Il sole ormai alto tinge le scalinate dei Ghat di una luce dorata. Non ricordo da quanto tempo sono fermo seduto a gambe incrociate su questo gradino di pietra. Qualcuno forse penserà a me come a uno dei tanti sciocchi occidentali in cerca di qualche misteriosa fonte di conoscenza. Potrebbe avere ragione, in fondo anch’io cosa sto cercando? Devo andare. Domani ho un aereo per Singapore, e poi credo che sia bene non illudersi, il sapore del viaggio non è più quello di allora.

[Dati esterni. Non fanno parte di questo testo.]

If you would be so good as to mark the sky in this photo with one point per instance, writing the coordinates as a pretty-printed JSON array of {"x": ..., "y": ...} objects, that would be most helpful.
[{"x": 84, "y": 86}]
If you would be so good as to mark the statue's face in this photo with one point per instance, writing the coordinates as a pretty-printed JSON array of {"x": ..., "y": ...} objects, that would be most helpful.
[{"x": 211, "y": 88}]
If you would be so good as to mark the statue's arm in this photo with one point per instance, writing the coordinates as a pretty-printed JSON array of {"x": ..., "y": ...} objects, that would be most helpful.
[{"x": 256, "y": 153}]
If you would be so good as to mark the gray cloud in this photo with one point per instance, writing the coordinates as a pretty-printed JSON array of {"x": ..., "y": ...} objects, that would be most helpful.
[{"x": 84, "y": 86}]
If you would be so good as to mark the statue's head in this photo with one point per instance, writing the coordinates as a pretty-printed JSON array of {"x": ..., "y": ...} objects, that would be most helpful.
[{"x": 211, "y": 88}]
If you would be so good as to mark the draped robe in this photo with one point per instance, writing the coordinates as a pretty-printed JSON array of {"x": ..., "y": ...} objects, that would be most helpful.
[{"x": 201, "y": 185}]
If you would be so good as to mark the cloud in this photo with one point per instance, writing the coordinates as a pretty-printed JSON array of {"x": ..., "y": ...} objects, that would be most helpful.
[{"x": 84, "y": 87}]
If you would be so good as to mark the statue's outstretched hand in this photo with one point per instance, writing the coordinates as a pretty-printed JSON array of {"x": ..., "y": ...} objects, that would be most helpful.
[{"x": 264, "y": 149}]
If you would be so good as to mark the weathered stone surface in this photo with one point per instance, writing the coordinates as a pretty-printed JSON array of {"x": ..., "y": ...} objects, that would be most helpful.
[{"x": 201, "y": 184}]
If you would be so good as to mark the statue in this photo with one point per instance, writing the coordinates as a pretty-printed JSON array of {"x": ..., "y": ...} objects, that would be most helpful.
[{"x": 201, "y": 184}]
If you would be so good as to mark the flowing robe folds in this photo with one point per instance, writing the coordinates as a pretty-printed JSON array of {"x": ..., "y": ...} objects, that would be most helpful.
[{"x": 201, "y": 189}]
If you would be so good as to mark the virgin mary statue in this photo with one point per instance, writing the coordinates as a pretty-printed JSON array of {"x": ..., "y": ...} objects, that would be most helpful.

Quella notte, quando uscimmo dalla grotta dei Baba, era spuntata la luna. Disegnava un orlo di luce azzurrina sulle nevi perenni del Garwal. Il resto del cielo era un mare di stelle. Non so cosa videro i miei compagni ma io, complici la stanchezza e lo spaesamento, trattenni a stento le lacrime per lo stupore e pensai a Ciàula, il protagonista della novella di Pirandello, che uscito fuori dalla miniera scopre la luna. Molte volte mi sono chiesto in che modo arrivò fino a lassù, in quel luogo remoto e fuori dal tempo, la notizia del terremoto in Irpinia che datava non più di due mesi. Ma nessuno di noi formulò allora quella domanda, nessuno volle infrangere quel piccolo mistero. Ci incamminammo veloci in discesa, seguendo il sentiero che s’immergeva nel fitto della foresta. Tutto si dissolse nel silenzio dei nostri passi, nel buio profondo e immobile di quella notte lontana, nel cuore dell’India magica e millenaria.